PyTextRank

3.3.0 verified Fri May 01 auth: no python

Python implementation of TextRank as a spaCy pipeline extension for graph-based natural language work including phrase extraction, keyword extraction, and knowledge graph extraction. Current version 3.3.0, requires Python >=3.7, follows spaCy's extension pattern. Development is active but releases are infrequent.

pip install pytextrank

Common errors

error ModuleNotFoundError: No module named 'pytextrank' ↓

cause PyTextRank is not installed or installed in a different Python environment.

fix

Run 'pip install pytextrank' in the same environment as spaCy.

error KeyError: "Cannot add pipeline component 'pytextrank' - not found." ↓

cause PyTextRank component is not registered; likely because import pytextrank is missing.

fix

Add 'import pytextrank' before calling nlp.add_pipe('pytextrank').

error AttributeError: 'spacy.tokens.doc.Doc' object has no attribute '_' ↓

cause The spaCy model does not have token extensions set, meaning PyTextRank may not be added correctly or is not active.

fix

Verify that nlp.add_pipe('pytextrank') is called after loading the spaCy model and before processing text.

Warnings

breaking PyTextRank 3.x requires spaCy 3.x. It will not work with spaCy 2.x. If you have spaCy 2.x, install an older PyTextRank version (<=2.x) or upgrade spaCy. ↓

fix Upgrade spaCy: pip install -U spacy

deprecated Accessing keyphrases via doc._.phrases has replaced the older method doc._.textrank. The old method will be removed in a future version. ↓

fix Use doc._.phrases instead of doc._.textrank.
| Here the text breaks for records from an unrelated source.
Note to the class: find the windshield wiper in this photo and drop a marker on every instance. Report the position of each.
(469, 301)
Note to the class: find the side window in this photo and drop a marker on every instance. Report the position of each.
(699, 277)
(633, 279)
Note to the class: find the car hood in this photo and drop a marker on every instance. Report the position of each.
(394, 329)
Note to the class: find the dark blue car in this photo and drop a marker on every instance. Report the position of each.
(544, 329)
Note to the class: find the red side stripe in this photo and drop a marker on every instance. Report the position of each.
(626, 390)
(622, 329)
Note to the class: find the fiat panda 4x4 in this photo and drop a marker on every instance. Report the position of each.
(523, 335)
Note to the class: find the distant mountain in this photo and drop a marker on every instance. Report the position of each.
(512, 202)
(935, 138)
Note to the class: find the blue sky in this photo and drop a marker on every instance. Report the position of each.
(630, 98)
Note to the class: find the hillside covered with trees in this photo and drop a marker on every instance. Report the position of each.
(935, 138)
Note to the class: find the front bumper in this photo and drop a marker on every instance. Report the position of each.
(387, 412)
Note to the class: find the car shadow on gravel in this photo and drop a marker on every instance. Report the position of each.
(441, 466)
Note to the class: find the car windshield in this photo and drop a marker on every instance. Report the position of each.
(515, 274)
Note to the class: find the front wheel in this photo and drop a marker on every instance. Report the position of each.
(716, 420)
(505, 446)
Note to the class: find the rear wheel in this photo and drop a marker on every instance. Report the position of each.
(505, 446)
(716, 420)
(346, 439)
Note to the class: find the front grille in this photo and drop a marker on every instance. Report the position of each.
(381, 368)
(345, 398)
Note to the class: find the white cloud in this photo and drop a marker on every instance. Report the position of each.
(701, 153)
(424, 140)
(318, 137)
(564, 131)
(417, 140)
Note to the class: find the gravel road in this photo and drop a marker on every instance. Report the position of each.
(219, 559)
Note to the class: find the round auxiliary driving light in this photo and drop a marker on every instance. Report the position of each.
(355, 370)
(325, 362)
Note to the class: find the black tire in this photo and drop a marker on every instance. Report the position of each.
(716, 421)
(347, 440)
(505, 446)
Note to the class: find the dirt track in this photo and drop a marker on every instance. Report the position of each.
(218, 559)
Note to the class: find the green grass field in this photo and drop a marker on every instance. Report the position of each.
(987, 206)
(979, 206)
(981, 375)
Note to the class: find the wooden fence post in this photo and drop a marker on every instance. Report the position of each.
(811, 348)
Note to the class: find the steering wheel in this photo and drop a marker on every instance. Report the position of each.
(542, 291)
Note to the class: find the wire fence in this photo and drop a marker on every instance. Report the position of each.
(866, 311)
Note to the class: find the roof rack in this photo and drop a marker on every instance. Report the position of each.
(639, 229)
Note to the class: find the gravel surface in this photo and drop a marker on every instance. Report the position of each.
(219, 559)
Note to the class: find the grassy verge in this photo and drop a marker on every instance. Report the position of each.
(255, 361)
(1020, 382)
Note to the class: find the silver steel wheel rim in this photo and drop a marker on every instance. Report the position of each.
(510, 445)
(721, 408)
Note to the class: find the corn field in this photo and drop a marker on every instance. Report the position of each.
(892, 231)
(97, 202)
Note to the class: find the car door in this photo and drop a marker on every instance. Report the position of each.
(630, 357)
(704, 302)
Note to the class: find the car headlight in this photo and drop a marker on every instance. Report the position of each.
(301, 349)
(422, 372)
gotcha The spaCy model must be loaded before adding PyTextRank pipeline. Adding the pipeline before loading the model will fail silently or raise an error. ↓

fix Ensure nlp = spacy.load('en_core_web_sm') before nlp.add_pipe('pytextrank').

Imports

PyTextRank

wrong

import pytextrank
nlp = pytextrank.PyTextRank()

correct

from spacy.lang.en import English
import spacy
nlp = spacy.load('en_core_web_sm')
nlp.add_pipe('pytextrank')
from pytextrank import PyTextRank

PyTextRank is a pipeline component, not directly instantiated as a standalone object. Use nlp.add_pipe('pytextrank').

Quickstart

Loads spaCy model, adds PyTextRank pipeline, processes text, and prints extracted keyphrases with rank and count.

import spacy
import pytextrank

nlp = spacy.load('en_core_web_sm')
nlp.add_pipe('pytextrank')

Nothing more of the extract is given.